On the afternoon that I hit Santa Cruz Avenue in Menlo Park, much of the road remains blocked off and set aside for outdoor dining. Eateries for the affluent and the comfortable dominate the scene.
Inside Art Ventures Gallery, Marla shows me one of her paintings, titled, “Take Me Away.” In describing the work, she mentions a woman’s breasts and shoulders, before turning the canvas upside-down to reveal a different perspective. Like an optical illusion, positive and negative spaces tend to blur.
“The purple is the positive part,” Marla says. “But for you the pink might be the positive part.” If I zoom in real close on the fuzzy border zone area where the larger shapes of color fade into each other, I see a tiny, complex, multicolored mesh. Marla says the border area indicates all the colors she’s leaving behind in the process of creating the larger painting.
“I feel this is like an aura, all the colors that are buzzing all around us,” she says. Marla lost her dad when she was nine years old, back in India and themes of displacement, grief, distance, isolation and abandonment lay buried within the colors, it seems. The colors along the border represent the vibrant range of hues Marla grew up with, the vibrancy she’s long-since left behind. All of which is inseparable from losing her dad at a young age, leaving her wondering where he might possibly be.
“It’s a very complex answer to a very simple question,” she says, casually. “Where did my father go?”
Born in New Delhi in 1968, Marla came to the U.S. in 1998 and for years worked in Chicago as a fashion designer, a career that left her with a visual vocabulary of the female body. Then she got laid off and started taking art classes, immediately relishing in the excitement of not having to create work for somebody else.
Marla’s teacher encouraged her to do what she wanted, seeing that she had a knack for color and working with very simple shapes. Marla was mesmerized by Rothko, through whom she found her own voice.
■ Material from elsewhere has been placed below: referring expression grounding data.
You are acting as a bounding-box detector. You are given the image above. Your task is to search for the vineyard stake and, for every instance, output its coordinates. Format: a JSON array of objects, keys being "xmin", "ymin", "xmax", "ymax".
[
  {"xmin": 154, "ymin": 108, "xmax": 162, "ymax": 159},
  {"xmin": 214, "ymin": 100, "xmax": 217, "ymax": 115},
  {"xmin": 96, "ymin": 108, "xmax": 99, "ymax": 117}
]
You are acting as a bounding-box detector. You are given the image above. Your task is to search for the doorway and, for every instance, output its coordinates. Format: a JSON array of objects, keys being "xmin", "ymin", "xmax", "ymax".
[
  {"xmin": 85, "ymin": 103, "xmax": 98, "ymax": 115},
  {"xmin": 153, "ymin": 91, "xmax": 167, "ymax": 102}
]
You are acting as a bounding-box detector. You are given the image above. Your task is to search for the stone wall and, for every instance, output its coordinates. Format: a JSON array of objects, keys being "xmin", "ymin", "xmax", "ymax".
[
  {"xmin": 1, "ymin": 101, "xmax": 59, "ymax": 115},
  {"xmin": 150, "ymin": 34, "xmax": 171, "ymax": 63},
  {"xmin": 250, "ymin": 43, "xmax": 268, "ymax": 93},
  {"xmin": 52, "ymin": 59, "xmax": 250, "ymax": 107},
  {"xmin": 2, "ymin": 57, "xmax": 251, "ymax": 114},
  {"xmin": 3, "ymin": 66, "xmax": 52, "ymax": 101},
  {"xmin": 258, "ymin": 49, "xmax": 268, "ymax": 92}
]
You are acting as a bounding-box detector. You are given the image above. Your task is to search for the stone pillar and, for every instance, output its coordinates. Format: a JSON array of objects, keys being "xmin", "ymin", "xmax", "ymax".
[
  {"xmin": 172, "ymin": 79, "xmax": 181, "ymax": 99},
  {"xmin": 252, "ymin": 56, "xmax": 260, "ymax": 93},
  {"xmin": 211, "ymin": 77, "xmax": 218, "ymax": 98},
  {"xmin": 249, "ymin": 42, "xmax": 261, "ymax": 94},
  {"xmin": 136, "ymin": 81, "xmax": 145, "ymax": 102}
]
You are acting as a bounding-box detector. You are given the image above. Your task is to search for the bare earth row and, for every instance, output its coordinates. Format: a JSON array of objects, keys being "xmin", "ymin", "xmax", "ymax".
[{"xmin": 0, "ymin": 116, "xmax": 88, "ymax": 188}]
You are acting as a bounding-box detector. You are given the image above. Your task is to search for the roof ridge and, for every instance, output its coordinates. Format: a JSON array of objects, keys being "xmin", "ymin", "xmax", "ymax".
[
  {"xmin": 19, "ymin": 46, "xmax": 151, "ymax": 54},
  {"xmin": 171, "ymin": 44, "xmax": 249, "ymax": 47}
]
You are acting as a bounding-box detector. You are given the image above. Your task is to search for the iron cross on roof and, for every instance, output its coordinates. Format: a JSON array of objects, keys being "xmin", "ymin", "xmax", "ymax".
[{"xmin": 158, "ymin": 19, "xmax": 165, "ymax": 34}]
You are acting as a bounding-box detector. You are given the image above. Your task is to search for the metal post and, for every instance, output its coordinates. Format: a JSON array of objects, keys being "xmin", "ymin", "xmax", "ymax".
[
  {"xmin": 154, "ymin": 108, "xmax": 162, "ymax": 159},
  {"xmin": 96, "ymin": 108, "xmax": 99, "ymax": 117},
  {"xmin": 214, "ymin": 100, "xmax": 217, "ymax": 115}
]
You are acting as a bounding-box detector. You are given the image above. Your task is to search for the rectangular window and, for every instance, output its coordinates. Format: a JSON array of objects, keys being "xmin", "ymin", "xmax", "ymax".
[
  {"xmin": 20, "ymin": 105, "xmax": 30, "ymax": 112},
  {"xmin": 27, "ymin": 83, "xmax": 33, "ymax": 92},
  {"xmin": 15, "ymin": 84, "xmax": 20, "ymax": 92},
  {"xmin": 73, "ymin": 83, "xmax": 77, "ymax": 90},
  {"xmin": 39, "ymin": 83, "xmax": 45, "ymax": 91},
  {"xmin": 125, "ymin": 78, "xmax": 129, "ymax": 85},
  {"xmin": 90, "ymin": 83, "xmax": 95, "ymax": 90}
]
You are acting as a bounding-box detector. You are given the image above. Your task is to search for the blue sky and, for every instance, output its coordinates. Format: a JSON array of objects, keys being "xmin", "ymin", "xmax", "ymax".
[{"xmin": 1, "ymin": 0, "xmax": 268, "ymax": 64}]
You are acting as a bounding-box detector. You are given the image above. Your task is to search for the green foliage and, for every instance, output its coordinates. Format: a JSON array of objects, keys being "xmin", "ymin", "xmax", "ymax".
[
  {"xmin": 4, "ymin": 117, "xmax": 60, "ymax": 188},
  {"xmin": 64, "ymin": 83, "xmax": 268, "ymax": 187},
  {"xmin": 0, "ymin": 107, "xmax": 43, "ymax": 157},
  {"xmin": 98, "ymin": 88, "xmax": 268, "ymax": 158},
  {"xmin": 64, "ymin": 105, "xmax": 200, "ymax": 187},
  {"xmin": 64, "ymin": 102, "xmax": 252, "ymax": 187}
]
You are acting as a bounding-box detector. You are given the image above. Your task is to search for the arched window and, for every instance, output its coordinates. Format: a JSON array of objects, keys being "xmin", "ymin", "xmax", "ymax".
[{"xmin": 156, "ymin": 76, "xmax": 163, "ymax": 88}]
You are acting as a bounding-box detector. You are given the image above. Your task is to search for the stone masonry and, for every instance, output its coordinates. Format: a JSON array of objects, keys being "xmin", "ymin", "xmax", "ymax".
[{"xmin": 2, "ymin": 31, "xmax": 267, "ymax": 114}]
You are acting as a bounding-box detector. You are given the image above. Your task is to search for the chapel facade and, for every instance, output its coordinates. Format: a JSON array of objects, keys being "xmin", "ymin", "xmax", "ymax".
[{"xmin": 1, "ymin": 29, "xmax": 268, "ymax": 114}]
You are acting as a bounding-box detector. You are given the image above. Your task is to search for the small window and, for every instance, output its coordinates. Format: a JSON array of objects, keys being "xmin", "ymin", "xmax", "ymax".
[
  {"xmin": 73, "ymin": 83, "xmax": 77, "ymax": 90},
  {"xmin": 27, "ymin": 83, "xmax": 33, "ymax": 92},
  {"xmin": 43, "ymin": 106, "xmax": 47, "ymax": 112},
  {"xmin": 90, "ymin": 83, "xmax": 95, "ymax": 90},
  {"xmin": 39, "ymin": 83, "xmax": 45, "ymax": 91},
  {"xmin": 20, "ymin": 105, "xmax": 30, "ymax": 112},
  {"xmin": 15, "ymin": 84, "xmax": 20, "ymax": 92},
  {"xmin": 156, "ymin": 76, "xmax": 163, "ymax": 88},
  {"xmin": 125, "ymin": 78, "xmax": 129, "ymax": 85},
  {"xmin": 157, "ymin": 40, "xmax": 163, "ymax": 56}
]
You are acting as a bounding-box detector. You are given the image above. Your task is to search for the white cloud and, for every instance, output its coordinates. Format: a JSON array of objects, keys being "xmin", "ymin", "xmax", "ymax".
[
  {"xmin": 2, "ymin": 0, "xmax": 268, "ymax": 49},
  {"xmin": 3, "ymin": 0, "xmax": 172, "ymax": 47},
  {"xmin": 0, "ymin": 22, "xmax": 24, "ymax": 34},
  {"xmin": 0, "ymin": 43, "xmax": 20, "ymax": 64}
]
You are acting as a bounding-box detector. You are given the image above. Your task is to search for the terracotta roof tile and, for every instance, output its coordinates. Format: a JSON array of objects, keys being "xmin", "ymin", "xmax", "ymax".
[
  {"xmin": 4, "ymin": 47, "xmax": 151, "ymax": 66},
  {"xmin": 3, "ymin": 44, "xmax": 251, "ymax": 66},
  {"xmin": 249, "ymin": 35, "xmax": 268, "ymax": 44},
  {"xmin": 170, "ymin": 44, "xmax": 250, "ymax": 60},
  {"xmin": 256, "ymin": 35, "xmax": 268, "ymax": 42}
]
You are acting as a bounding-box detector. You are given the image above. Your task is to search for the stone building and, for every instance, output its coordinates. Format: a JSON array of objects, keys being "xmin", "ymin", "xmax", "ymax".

“I learned that I could use very few lines to show a lot of emotion,” Marla says. “Maybe not feel a lot of things, but for myself, it was a lot of color layered that you couldn’t see. So it was kind of secretive. It was mysterious.”
And when certain border-zone areas emerge, one can see emotions that still linger, but also somehow remain hidden. Like auras. Such are the in-between spaces where colors meet in Marla’s paintings.
As she continues with “Take Me Away,” flipping it around and leaning it up against the gallery wall, Marla says the painting started in a different orientation.
The purple part began as the shape of a female breast, but as an abstract entity that flowed off the canvas. After three weeks of adding layers, she flipped the painting 90 degrees, revealing a whole new perspective. To Marla, the pink forms then looked like two people communicating. And the purple part, which was originally a different color, looked like a tornado coming towards the viewer.
“The feeling of that female shape changed into a feeling of just ‘take me away,’ which is what it’s called,” Marla explains. “Just to be in that escape of ‘getting away,’ because I think that we’re all just trapped at home right now. There were all these, just, feelings of wanting to be with somebody somewhere else, just out of your own house.”
We can all relate. As Marla describes her other paintings, including one inspired by a visit to the Frida Kahlo Museum in Mexico City, aka The Blue House, I am glad to be taken away.